Present and Future Perspectives in the Treatment of Liver Fibrosis

Abstract

Background/objectives: Liver fibrosis is a progressive consequence of chronic liver injury that can evolve into cirrhosis, liver failure, or hepatocellular carcinoma, representing a major global health burden. Fibrogenesis is driven by hepatic stellate cell (HSC) activation, excessive extracellular matrix deposition, and structural disruption of liver tissue, with transforming growth factor-β (TGF-β) signaling and inflammatory mediators as central pathways. Current therapies primarily target the underlying causes, which may halt disease progression but rarely reverse established fibrosis. This review aims to outline current and emerging therapeutic strategies for liver fibrosis, informing both clinical practice and future research directions.

Methods: A narrative synthesis of preclinical and clinical evidence was conducted, focusing on pharmacological interventions, microbiota-directed strategies, and innovative modalities under investigation for antifibrotic activity.

Results: Bile acids, including ursodeoxycholic acid and derivatives, modulate HSC activity and autophagy. Farnesoid X receptor (FXR) agonists, such as obeticholic acid, reduce fibrosis but are limited by adverse effects. Fatty acid synthase inhibitors, exemplified by denifanstat, show promise in metabolic dysfunction-associated steatohepatitis (MASH). Additional strategies include renin-angiotensin system inhibitors, omega-3 fatty acids, and agents targeting the gut-liver axis. Microbiota-directed interventions-probiotics, prebiotics, symbiotics, antibiotics (e.g., rifaximin), and fecal microbiota transplantation-are emerging as potential modulators of barrier integrity, inflammation, and fibrogenesis, though larger clinical trials are required. Reliable non-invasive biomarkers and innovative trial designs, including adaptive platforms, are essential to improve patient selection and efficiently evaluate multiple agents and combinations.
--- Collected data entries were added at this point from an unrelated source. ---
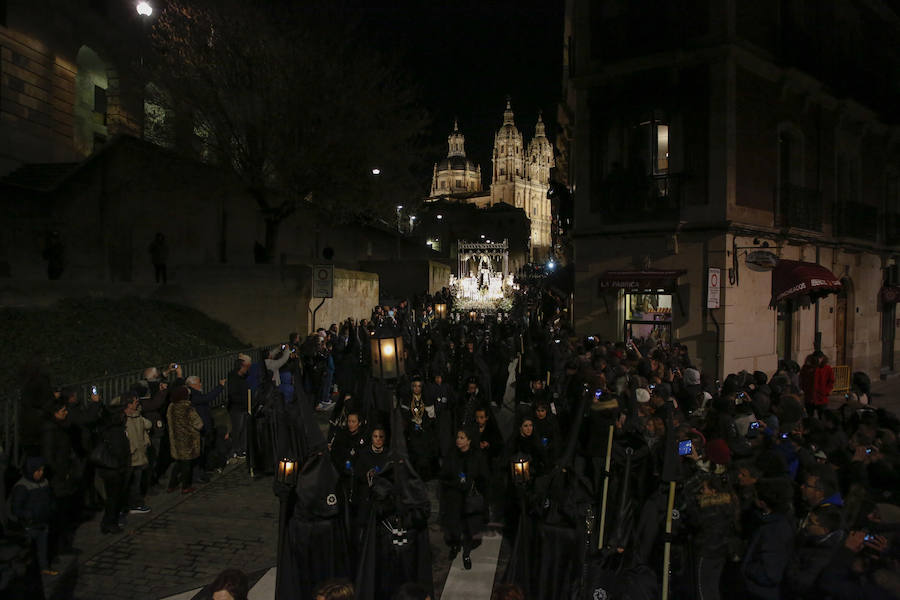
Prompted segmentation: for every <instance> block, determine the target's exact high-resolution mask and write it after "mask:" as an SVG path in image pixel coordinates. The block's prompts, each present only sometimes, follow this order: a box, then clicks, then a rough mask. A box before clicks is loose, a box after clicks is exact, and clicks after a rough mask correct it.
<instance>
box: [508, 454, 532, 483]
mask: <svg viewBox="0 0 900 600" xmlns="http://www.w3.org/2000/svg"><path fill="white" fill-rule="evenodd" d="M510 467H511V468H512V478H513V482H514V483H515V484H516V485H525V484H526V483H528V482H529V481H530V480H531V459H530V457H529V456H528V455H527V454H519V455H517V456H514V457H513V458H512V460H511V461H510Z"/></svg>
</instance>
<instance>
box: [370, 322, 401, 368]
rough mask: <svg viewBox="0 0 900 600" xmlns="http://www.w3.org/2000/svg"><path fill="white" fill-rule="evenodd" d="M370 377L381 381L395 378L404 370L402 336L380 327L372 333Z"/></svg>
mask: <svg viewBox="0 0 900 600" xmlns="http://www.w3.org/2000/svg"><path fill="white" fill-rule="evenodd" d="M370 344H371V346H370V347H371V350H372V377H374V378H375V379H380V380H382V381H384V380H387V379H397V378H398V377H400V376H401V375H403V374H404V373H405V372H406V368H405V365H404V363H403V336H402V335H400V334H398V333H396V332H395V331H393V330H392V329H390V328H387V327H382V328H381V329H379V330H378V331H376V332H375V333H373V334H372V339H371V340H370Z"/></svg>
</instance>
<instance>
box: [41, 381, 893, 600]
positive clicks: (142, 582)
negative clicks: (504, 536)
mask: <svg viewBox="0 0 900 600" xmlns="http://www.w3.org/2000/svg"><path fill="white" fill-rule="evenodd" d="M872 388H873V398H872V402H873V404H874V405H875V406H881V407H885V408H887V409H889V410H892V411H893V412H896V413H898V414H900V378H894V379H890V380H887V381H875V382H873V384H872ZM839 399H840V398H838V397H836V398H834V399H833V400H834V403H838V402H839ZM498 416H499V417H500V421H501V423H502V425H503V427H504V429H507V428H509V427H510V424H509V422H508V421H509V420H510V415H507V414H505V413H504V414H501V415H498ZM430 490H431V496H432V502H433V505H432V518H431V521H430V526H429V534H430V539H431V550H432V557H433V562H434V568H433V572H434V582H435V588H436V589H435V592H436V596H437V598H440V597H441V594H442V592H443V590H444V586H445V583H446V584H447V586H448V589H447V592H448V593H447V600H449V598H451V597H463V596H461V595H460V594H458V593H457V592H462V593H463V594H465V592H464V590H471V587H469V586H472V585H475V586H483V585H484V581H485V580H489V578H490V577H491V574H490V570H491V569H490V565H489V564H486V563H487V562H495V561H496V558H495V557H496V552H497V547H496V546H498V545H499V542H497V541H496V540H492V541H491V543H489V544H485V545H484V546H483V549H482V548H479V549H478V550H477V551H476V553H475V554H479V555H480V554H484V555H485V556H483V557H482V556H478V557H477V558H479V559H486V560H485V561H484V562H482V561H481V560H478V561H477V562H478V563H479V569H478V572H477V574H476V573H472V572H465V571H461V570H460V569H459V565H455V566H454V568H453V570H452V571H451V565H450V564H449V563H448V561H447V549H446V547H445V546H444V544H443V539H442V536H441V531H440V526H439V524H438V515H437V509H438V503H437V487H436V485H434V484H432V485H431V486H430ZM148 503H149V504H150V505H151V506H152V508H153V512H151V513H149V514H147V515H131V516H129V517H128V523H127V526H126V528H125V533H123V534H120V535H116V536H104V535H102V534H100V527H99V515H98V516H97V517H95V519H94V520H93V521H92V522H89V523H86V524H85V525H83V526H82V527H81V528H79V531H78V535H77V537H76V546H78V547H79V548H81V549H82V554H81V555H79V556H77V557H67V560H66V561H64V563H63V565H62V569H63V570H64V573H63V575H60V576H59V577H53V578H45V579H44V581H45V587H46V588H47V590H48V597H52V598H61V599H62V598H65V599H68V598H77V599H78V600H95V599H96V600H107V599H108V600H112V599H122V598H127V599H129V600H145V599H146V600H150V599H153V600H156V599H159V598H165V597H167V596H171V595H174V594H179V593H183V592H186V591H188V590H193V589H196V588H198V587H202V586H203V585H205V584H207V583H209V582H210V581H211V580H212V579H213V578H214V577H215V576H216V575H217V574H218V573H219V572H220V571H221V570H222V569H225V568H227V567H237V568H239V569H241V570H243V571H244V572H247V573H257V574H258V575H259V576H262V574H263V573H266V572H267V571H268V570H269V569H271V567H273V566H274V565H275V545H276V540H277V535H278V534H277V515H278V501H277V499H276V498H275V496H274V494H273V493H272V479H271V477H264V478H260V479H257V480H254V481H251V480H250V479H249V477H248V475H247V472H246V467H245V466H244V465H243V464H237V465H233V466H230V467H228V468H227V469H226V470H225V472H224V473H223V474H221V475H218V476H216V477H215V478H214V479H213V480H212V482H211V483H209V484H206V485H205V486H202V487H201V488H200V489H199V491H198V492H196V493H195V494H192V495H190V496H181V495H180V494H178V493H174V494H165V493H163V494H161V495H158V496H150V497H149V498H148ZM495 542H497V543H495ZM488 555H490V556H488ZM473 558H476V557H475V556H473ZM457 562H459V559H458V558H457ZM504 563H505V557H504V556H503V553H502V552H501V556H500V567H499V568H497V569H496V571H495V574H496V573H497V572H500V571H502V569H503V564H504ZM473 571H474V569H473ZM448 574H450V578H449V581H448ZM263 581H264V580H263ZM190 596H191V595H187V597H190ZM469 597H472V596H469ZM487 597H489V595H488V596H486V598H487Z"/></svg>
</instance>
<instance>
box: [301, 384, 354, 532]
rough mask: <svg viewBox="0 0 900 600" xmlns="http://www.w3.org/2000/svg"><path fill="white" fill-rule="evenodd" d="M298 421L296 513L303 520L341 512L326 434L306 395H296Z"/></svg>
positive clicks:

Conclusions: Novel modalities such as immunotherapy, gene editing, and multi-targeted therapies hold additional potential for fibrosis reversal. Continued translational efforts are critical to establish safe, effective, and accessible treatments for patients with liver fibrosis.

Keywords: farnesoid X receptor (FXR) agonists; gut–liver axis; hepatic stellate cells (HSC); liver fibrosis; transforming growth factor-β (TGF-β).

Figure 1

Schematic representation of the main cellular and molecular mechanisms involved in liver fibrosis. Chronic liver injury activates hepatocytes and Kupffer cells, which release inflammatory and fibrogenic mediators such as TNF-α, IL-1β, and TGF-β1. These factors induce hepatic stellate cell activation and extracellular matrix deposition. Signals from platelet-derived growth factor (PDGF), oxidative stress, and gut-derived endotoxins such as lipopolysaccharide (LPS) further promote fibrogenesis. Mechanotransduction pathways including Hippo/YAP/TAZ and RhoA/ROCK are also involved in maintaining the activated state of stellate cells in response to matrix stiffness. Components of the gut–liver axis, particularly microbiota-derived signals, contribute to immune dysregulation and hepatic inflammation.

Figure 2

Chemical structure of selected antifibrotic agents discussed *. * Biologic agents and peptides (e.g., GLP-1 receptor agonists and FGF21 analogs) are not represented due to their large molecular size and structural complexity, which limit their inclusion in standard chemical structure formats.